In the early days of Lees other products manufactured by the Company included teacakes and snowballs, before confectionery bars such as tablet, fudge and coconut ice bars were added to the range.
“Lees, Lees, more if you please”
In 1982 Lees set up Heather Cameron Foods with a joint venture partner, thus expanding their product range to include meringues. Seven years later Lees bought out the partner to fully own Heather Cameron.
Trading was very difficult in the late 80’s and Lees posted record losses in 1990 when it was then sold to Northumbrian Fine Foods in March 1991. In 1993 the Company returned to independent Scottish ownership and began to implement a series of initiatives that would return the Company back to profitability.
Lees operated out of 2 factories based in Coatbridge, one making Heather Cameron meringues and the other snowballs, teacakes and confectionery bars.

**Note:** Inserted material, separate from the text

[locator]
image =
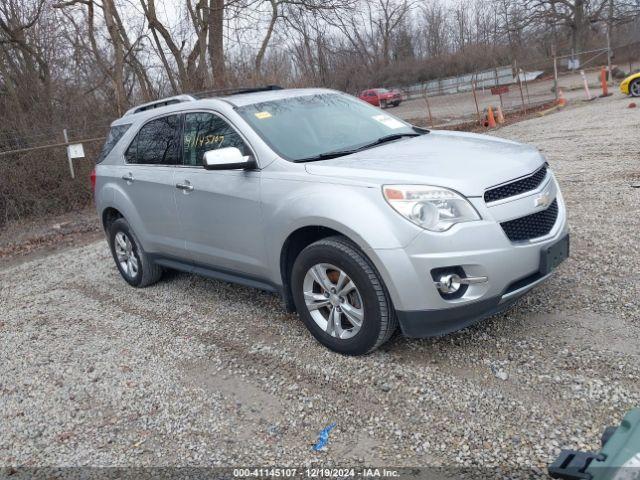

In August 1998 the Company moved into new premises, still in Coatbridge, a new 82,000 square foot purpose built factory where all products in the range are now manufactured.
Lees is an important employer in the local area and around 200 people are employed at the Lees factory. The Company continues to grow its business and sales have increased every year since the turn of the century. The development of new Lees products and the introduction of existing products into new customers is key to the ongoing development of the Lees business in both the UK and export markets – as the saying goes “Lees, Lees, more if you please”.